Quando si investe in Cambiamento climatico, 5 trend che chi investe in vigneti deve monitorare, è fondamentale considerare diversi fattori chiave per una strategia efficace. Il primo elemento da valutare è il proprio orizzonte temporale, poiché investimenti a lungo termine permettono di affrontare meglio la volatilità e beneficiare dell interesse composto. La tolleranza al rischio personale è un altro aspetto cruciale, che determina l allocazione tra asset più aggressivi e quelli più conservativi.

Come posso iniziare a investire in Cambiamento climatico, 5 trend che chi investe in vigneti deve monitorare con un capitale limitato?

Iniziare a investire in Cambiamento climatico, 5 trend che chi investe in vigneti deve monitorare con capitale limitato è assolutamente possibile grazie a diverse strategie accessibili. I fondi comuni di investimento con versamenti minimi bassi rappresentano una ottima opzione per chi dispone di poche risorse iniziali, consentendo l accesso a portafogli diversificati con somme contenute, spesso a partire da 100-200 euro.

Quali sono i rischi principali associati a Cambiamento climatico, 5 trend che chi investe in vigneti deve monitorare?

I rischi associati a Cambiamento climatico, 5 trend che chi investe in vigneti deve monitorare sono molteplici e richiedono una attenta valutazione preventiva. La volatilità del mercato rappresenta il rischio più evidente, con fluttuazioni di valore che possono essere significative e improvvise, influenzate da fattori economici, geopolitici o settoriali.

Quali sono le prospettive future per Cambiamento climatico, 5 trend che chi investe in vigneti deve monitorare?
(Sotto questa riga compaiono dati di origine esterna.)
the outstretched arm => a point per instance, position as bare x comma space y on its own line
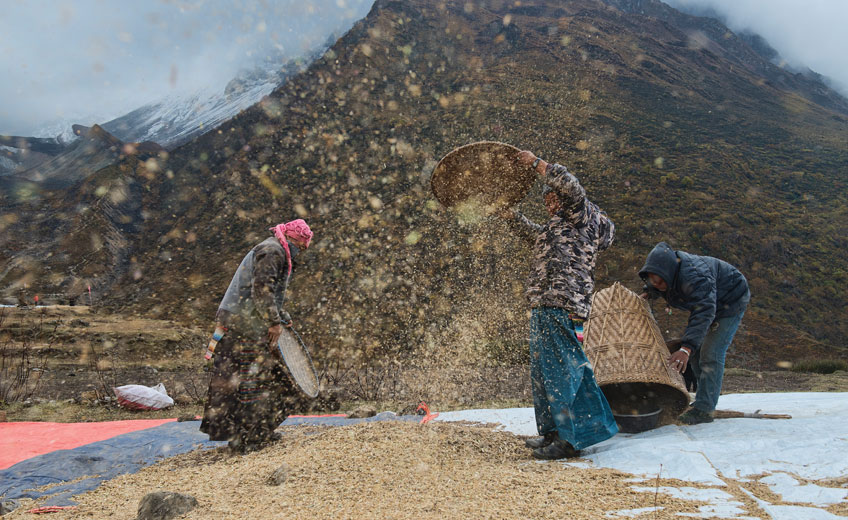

Le prospettive future per Cambiamento climatico, 5 trend che chi investe in vigneti deve monitorare sono influenzate da un complesso intreccio di fattori strutturali e congiunturali che richiedono una analisi approfondita. L evoluzione tecnologica rappresenta uno dei principali motori di cambiamento, con l intelligenza artificiale, l automazione e le tecnologie emergenti che stanno ridisegnando interi settori economici.

Come posso valutare la performance dei miei investimenti in Cambiamento climatico, 5 trend che chi investe in vigneti deve monitorare?

La valutazione della performance degli investimenti in Cambiamento climatico, 5 trend che chi investe in vigneti deve monitorare richiede un approccio multi-dimensionale che consideri diversi parametri oltre al semplice rendimento assoluto. Il rendimento totale è la metrica primaria da considerare, includendo sia le plusvalenze che i dividendi o interessi generati.

FAQ generate con l'ausilio dell'intelligenza artificiale

di Teresa Scarale

Caporedattore Pleasure Asset. Giornalista professionista, è laureata in Discipline Economiche e Sociali presso l’Università Bocconi di Milano. Scrive di finanza, economia, mercati dell’arte e del lusso. In We Wealth dalla fondazione. Collabora con Il Sole 24 Ore e Plus 24.